Icelandic Ponies are renowned for their friendly and docile nature. They are also spirited and energetic, showcasing a balance of vigor and gentleness. Their intelligence and eagerness to please make them a favorite among riders of all experience levels.


Handling an Icelandic Pony is typically a pleasure due to their cooperative nature. Their strong bond with humans, formed over centuries of partnership in the challenging Icelandic terrain, ensures they respond well to gentle and consistent handling techniques. Training rooted in positive reinforcement yields the best results with this breed.

Grooming Needs

Their thick double coat, which protects them from the cold Icelandic climate, requires regular grooming, especially during shedding seasons. Brushing not only helps maintain the health and shine of their coat but also allows for bonding time between the pony and its owner. Regular hoof care is equally essential.

Diet & Nutrition

Accustomed to the sparse vegetation of Iceland, these ponies thrive on a simple diet of hay and grasses. In environments outside Iceland, a balanced diet that replicates their native intake, supplemented with vitamins and minerals, ensures their health and vitality. Overfeeding can lead to health issues, so it’s important to monitor their weight and adjust their diet accordingly.

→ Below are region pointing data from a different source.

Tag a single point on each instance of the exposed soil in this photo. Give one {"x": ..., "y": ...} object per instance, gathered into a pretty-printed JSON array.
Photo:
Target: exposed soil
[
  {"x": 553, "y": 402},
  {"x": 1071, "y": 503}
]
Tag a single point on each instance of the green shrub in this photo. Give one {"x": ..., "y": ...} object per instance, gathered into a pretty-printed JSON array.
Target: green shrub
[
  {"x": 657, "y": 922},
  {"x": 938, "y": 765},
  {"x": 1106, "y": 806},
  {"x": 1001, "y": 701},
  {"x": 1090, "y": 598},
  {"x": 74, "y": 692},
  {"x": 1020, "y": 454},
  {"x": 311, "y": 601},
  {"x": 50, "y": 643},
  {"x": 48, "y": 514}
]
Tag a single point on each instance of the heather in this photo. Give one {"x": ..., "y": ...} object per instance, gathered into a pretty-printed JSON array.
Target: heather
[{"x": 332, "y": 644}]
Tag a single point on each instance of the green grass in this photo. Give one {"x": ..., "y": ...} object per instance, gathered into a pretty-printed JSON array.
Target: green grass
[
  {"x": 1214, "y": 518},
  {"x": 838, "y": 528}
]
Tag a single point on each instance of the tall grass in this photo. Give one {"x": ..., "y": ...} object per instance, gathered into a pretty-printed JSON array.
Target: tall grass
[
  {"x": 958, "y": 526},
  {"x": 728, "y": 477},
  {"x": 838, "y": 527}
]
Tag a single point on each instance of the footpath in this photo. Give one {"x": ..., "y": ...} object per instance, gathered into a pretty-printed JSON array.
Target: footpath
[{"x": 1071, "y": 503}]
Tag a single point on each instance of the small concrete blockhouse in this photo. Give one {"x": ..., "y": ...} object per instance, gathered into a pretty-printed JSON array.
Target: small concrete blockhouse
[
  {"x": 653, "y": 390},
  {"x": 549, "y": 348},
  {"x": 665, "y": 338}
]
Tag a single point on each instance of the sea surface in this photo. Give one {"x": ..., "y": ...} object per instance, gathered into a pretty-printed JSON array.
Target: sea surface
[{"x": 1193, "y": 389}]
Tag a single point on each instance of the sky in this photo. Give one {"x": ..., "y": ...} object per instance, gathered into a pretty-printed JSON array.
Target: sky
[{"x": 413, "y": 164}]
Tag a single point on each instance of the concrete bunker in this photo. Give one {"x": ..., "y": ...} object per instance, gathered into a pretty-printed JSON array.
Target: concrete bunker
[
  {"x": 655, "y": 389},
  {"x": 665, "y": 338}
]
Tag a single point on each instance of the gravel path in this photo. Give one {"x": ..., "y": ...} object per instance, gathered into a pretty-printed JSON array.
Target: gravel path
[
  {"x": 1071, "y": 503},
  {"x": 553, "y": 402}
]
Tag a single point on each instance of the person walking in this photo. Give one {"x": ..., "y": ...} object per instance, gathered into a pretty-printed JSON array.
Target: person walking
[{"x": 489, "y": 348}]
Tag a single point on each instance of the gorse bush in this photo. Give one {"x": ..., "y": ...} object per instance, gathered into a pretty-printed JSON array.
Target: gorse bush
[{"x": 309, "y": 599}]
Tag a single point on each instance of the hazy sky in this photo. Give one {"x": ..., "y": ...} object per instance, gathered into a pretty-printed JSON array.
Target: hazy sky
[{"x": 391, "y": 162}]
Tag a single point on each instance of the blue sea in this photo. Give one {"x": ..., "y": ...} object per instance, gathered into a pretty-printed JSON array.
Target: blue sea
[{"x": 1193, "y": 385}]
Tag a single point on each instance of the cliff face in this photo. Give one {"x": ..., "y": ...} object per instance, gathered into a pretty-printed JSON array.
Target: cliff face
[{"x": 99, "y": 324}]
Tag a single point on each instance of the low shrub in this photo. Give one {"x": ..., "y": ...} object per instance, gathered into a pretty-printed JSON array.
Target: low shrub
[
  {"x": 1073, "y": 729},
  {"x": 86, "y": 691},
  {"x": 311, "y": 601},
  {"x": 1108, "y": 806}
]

While Icelandic Ponies are incredibly resilient to cold temperatures thanks to their thick double coat, it’s essential to provide them with shelter during extreme weather conditions. Conversely, in hotter climates, they might need shade and possibly even clipping to help them manage the heat.

Common Health Issues

Generally, Icelandic Ponies are robust and have few breed-specific health concerns. However, like all horse breeds, they can be susceptible to general equine health issues such as laminitis or colic. Their hardy nature often sees them avoiding many common illnesses, but regular veterinary check-ups are essential.

Habitat Requirements

Having roamed the vast landscapes of Iceland for centuries, these ponies thrive in spacious environments that allow them to graze and roam freely. If confined to smaller spaces, regular exercise is crucial to maintain their physical and mental well-being.

Cost of Care

Owning an Icelandic Pony requires a commitment of time and resources. Costs include initial purchase, which can vary based on lineage and training, and ongoing expenses like feeding, veterinary care, hoof maintenance, and boarding. As always, potential owners should budget for both regular care and unforeseen expenses to ensure their pony’s well-being.